Thursday 7 February 2019

THE BREXIT FOG IS AS THICK AS EVER

I am not sure Donald Tusk's comments at the end of his press conference with Leo Varadkar were wise, although they were undoubtedly true. We will have to see what happens. There is an awful lot of faux outrage this morning as Mrs May heads back to Brussels. Brexiteers who "promoted Brexit without the sketch of a plan" do deserve a special place in Hell but saying it in public is not perhaps the most helpful thing he could have said.

The BBC described it as an 'outburst' (HERE) but it was part of his prepared text so I think it was all intended, as if he'd finally given up on persuading his colleagues that Brexit might be reversed. Martin Kettle in The Guardian HERE thinks Tusk was actually using moderate language.

"Donald Tusk should be criticised not for his malice, but his moderation. The European council president triggered a tsunami of confected outrage from leavers today when he observed, with some justice, that there should be a special place in hell for those who promoted Brexit without a plan. But he should have said far more. He should have added that, within that special place, there should be an executive suite of sleepless torment for those politicians who promoted Brexit without ever giving a stuff about Ireland".

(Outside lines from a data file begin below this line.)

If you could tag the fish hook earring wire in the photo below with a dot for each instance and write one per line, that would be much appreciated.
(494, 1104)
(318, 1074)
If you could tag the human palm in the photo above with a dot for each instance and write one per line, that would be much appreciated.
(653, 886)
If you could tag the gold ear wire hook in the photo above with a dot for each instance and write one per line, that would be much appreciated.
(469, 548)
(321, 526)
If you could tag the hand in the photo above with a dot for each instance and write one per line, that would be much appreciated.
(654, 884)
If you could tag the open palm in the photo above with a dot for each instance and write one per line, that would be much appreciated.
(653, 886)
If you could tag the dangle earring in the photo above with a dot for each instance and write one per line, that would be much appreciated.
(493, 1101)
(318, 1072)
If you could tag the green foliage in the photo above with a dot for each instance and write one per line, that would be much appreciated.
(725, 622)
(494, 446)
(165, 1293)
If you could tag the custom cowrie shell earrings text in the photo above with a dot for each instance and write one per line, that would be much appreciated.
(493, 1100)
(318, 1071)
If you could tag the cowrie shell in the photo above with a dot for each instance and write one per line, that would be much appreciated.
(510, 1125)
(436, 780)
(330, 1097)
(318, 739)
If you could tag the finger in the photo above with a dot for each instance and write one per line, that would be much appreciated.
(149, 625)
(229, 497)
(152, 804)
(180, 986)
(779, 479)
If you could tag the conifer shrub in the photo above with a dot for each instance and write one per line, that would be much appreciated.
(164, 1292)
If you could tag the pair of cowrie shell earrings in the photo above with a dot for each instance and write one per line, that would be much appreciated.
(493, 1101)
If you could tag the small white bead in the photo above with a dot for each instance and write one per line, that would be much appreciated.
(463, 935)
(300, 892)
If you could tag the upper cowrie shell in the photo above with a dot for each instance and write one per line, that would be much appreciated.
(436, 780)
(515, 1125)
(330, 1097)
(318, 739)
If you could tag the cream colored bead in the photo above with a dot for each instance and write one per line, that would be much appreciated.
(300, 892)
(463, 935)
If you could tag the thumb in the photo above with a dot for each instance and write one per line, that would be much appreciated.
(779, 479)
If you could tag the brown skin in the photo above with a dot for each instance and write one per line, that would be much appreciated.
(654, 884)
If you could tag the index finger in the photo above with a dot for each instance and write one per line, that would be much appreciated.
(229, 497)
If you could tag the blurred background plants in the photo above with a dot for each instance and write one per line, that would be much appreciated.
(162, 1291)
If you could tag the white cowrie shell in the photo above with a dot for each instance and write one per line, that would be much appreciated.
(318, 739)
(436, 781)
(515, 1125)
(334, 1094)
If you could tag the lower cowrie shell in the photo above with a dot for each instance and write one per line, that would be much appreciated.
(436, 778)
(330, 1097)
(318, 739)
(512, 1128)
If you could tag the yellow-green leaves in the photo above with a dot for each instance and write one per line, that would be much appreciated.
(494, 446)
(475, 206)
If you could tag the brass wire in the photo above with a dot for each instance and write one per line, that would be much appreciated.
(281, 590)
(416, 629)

The nation is divided into two camps, those who realise what Tusk said is true and those at the moment who do not. In a year or two we will all be in the same camp and the Brexiteers might then acknowledge Tusk's words were absolutely right - and prepare for purgatory.

The PM is off to meet Juncker in Brussels again but even The Daily Mail (HERE) doesn't think she's going to get any change:

"At a press conference with Irish PM Leo Varadkar [yesterday] afternoon, Mr Juncker said he was looking forward to welcoming Mrs May but added: 'She knows that the commission is not prepared to reopen the issue'."  

As the end date looms with no prospect of a negotiated agreement in sight, a ratcheting up the rhetoric is probably unavoidable and this may be the start of an inevitable rise in temperature over the next few weeks. But both sides need to be careful. At best Brexit is going to drive a wedge between the UK and the EU and damage relations for years.

There will be a lot of bruised feelings on all sides after Brexit, some worse than others. Nobody is going to get what they want or expect or were promised. Some will get the opposite and some will be seriously angry.

I don't expect a no deal exit and certainly not on March 29th. We are looking at a delay to June at minimum and probably longer and we are going to have to swallow some bitter pills. But sooner or later trade talks must start and to do that in an atmosphere of mutual distrust and recrimination will not help.

According to The Mail, Mrs May has given no clue to the EU 27 what she intends to ask for today. Even if they agree to look at her ideas it will take a few days before they can produce even a preliminary response. She has to make another statement to parliament next Wednesday, so how she expects the vote next week to be on anything other than the old, rejected agreement I really don't know. It is simply more time wasting.

Those, like the DUP and the ERG, pushing for the backstop to be replaced, also might want to consider what would happen in the unlikely event that the Commission did reopen talks. Other countries will demand other concessions. The EU have repeatedly said the deal is the 'best' and what comes back may be materially worse.  

To find a settlement that satisfies everyone is impossible but the prime minister seems not to realise this simple fact. The WA is a trade off, a compromise and perhaps the first really big one and so the most difficult. But make no mistake there are many more to come over the next few years. 

DUP might be happy with a rewrite but Gibraltar, fishermen and probably others won't.

But at the moment there is no sign of the Brexit fog clearing, if anything it's getting more impenetrable.